Старец с закрытыми глазами лежал под образами на узкой кровати. Белая холщовая рубаха, руки и седая длинная борода – поверх одеяла. Монахиня и священник с прямой спиной сидели рядом, мерно покачиваясь.

– Проветрить бы надо, – сказала Эмма.

Свечи у икон начадили, дышать в маленькой келье было нечем. Козьма, услышав её голос, открыл глаза, уже не голубые, выцветшие, белёсые.

– Приехала. Иди ко мне, зеленоглазая. Присядь.

Монахиня и священник встали и вышли из кельи.
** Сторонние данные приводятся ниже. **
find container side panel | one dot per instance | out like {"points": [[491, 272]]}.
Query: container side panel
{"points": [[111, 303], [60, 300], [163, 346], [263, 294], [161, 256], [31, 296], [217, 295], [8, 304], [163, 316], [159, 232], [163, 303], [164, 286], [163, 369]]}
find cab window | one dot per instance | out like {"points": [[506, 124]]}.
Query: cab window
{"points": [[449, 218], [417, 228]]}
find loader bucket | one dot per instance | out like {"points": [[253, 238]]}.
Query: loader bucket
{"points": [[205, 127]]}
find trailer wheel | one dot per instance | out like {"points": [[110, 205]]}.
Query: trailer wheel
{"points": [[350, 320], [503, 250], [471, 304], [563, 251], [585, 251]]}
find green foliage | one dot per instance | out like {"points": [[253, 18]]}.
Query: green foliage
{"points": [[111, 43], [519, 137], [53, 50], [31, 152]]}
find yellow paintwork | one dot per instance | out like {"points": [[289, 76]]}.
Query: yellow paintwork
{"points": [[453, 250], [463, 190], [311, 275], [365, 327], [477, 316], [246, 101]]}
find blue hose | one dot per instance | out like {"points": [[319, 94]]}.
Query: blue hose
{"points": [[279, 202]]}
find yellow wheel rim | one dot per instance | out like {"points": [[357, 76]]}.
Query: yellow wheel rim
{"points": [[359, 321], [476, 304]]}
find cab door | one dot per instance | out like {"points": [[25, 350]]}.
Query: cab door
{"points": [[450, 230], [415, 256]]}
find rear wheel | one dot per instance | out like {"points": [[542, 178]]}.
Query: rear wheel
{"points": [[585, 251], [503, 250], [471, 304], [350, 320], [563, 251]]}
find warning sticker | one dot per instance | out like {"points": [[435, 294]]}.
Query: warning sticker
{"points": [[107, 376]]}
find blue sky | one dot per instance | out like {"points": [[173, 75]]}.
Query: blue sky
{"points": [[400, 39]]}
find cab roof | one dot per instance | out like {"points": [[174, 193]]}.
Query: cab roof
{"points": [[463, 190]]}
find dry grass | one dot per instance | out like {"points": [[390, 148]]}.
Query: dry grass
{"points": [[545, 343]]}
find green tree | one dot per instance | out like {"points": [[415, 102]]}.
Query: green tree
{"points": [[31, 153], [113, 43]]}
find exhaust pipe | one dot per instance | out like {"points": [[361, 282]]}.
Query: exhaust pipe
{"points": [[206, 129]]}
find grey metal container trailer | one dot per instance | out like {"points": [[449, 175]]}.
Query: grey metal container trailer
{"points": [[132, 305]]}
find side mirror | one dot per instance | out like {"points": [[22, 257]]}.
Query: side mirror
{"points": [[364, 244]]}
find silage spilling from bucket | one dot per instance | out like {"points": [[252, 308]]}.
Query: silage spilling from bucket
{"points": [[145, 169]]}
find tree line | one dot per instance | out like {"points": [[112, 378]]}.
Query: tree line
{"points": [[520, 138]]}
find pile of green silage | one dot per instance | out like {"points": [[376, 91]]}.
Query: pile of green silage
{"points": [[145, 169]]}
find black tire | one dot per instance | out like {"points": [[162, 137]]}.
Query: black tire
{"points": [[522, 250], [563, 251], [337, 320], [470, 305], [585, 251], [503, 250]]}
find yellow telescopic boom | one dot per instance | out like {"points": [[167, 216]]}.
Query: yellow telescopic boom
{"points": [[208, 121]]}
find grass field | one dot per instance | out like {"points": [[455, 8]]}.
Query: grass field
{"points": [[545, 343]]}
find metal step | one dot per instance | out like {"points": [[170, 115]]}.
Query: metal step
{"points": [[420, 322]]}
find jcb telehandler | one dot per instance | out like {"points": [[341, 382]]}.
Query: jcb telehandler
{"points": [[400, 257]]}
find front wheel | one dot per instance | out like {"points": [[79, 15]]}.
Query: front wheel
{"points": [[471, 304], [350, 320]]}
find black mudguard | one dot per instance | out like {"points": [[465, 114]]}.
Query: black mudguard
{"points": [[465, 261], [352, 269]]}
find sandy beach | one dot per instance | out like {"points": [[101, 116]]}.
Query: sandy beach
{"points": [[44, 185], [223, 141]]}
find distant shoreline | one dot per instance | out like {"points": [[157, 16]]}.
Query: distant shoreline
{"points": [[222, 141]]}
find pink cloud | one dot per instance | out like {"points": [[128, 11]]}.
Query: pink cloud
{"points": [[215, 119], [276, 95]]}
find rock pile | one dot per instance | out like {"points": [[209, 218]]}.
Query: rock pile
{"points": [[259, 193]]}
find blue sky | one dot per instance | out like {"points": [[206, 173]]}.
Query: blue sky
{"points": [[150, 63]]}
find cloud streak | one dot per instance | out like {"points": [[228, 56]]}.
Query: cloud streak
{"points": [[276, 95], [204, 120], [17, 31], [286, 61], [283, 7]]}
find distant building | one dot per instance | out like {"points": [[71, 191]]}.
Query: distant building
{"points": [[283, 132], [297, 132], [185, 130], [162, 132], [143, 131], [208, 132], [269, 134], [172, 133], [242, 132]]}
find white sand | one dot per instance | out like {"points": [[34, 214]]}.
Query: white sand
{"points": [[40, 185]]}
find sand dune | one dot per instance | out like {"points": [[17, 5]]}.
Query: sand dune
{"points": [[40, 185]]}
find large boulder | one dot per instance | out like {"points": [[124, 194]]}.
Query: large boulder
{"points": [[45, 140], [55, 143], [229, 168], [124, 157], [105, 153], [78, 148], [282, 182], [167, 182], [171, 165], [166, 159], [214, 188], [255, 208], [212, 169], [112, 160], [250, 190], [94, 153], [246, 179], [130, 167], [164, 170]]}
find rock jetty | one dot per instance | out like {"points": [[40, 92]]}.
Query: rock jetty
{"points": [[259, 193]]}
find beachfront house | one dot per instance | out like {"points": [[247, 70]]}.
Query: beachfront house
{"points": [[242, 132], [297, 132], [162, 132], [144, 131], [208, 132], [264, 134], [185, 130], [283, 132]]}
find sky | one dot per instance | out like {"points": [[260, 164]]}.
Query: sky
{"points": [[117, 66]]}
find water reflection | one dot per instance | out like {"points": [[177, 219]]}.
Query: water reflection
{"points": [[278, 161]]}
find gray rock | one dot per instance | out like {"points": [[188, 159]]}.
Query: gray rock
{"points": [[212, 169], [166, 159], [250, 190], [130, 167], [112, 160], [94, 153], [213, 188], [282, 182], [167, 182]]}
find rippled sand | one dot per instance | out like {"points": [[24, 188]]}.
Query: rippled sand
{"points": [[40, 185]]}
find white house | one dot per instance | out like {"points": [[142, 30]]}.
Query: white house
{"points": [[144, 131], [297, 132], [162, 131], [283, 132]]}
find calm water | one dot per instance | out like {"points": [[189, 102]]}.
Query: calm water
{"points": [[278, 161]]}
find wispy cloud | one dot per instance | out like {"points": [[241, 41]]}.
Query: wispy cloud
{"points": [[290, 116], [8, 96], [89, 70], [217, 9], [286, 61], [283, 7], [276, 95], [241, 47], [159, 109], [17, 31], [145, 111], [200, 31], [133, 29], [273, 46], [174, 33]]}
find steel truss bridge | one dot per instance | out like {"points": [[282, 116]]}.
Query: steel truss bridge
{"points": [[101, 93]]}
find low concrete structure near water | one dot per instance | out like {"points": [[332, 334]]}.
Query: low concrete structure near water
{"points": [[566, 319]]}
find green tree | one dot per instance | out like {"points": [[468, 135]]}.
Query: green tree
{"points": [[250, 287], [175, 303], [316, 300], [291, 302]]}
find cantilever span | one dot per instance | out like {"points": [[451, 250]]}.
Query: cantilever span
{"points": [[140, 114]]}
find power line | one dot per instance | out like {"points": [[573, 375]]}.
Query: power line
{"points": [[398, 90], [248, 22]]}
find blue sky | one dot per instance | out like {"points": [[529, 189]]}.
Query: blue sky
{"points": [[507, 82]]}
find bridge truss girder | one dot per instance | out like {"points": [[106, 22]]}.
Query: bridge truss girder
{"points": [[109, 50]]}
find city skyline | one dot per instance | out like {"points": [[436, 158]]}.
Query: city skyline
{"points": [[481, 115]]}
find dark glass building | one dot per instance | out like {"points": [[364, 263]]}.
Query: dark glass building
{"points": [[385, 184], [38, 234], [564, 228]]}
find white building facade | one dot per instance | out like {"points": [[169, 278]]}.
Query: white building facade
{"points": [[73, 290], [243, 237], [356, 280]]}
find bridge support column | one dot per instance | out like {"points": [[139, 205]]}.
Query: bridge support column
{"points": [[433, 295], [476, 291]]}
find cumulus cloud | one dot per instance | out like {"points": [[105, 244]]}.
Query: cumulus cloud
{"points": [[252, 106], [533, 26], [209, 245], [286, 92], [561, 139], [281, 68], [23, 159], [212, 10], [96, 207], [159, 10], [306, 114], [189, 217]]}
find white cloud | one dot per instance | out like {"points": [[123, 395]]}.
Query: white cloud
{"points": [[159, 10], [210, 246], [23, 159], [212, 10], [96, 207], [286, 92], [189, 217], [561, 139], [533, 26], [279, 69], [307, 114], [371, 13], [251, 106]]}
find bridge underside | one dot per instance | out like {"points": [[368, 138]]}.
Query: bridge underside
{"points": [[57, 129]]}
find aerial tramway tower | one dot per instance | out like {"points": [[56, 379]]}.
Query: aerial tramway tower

Эмма и матушка Калиса сели на их место.

– Мне мало осталось времени. Мало. Посему сразу к делу. Просьба есть у меня к тебе, дитя.

– Сделаю, что смогу, – сказала Эмма, вспоминая, как старец жизнь спас – ей и близнецам.

– Племяннику моему помощь нужна. Вижу я, что начнутся у него проблемы вскорости.

– Какому ещё племяннику?

– Сыну брата моего Николая. Император Александр II племянником мне приходится. Разве бабушка тебе не сказывала, кто я есть на самом деле?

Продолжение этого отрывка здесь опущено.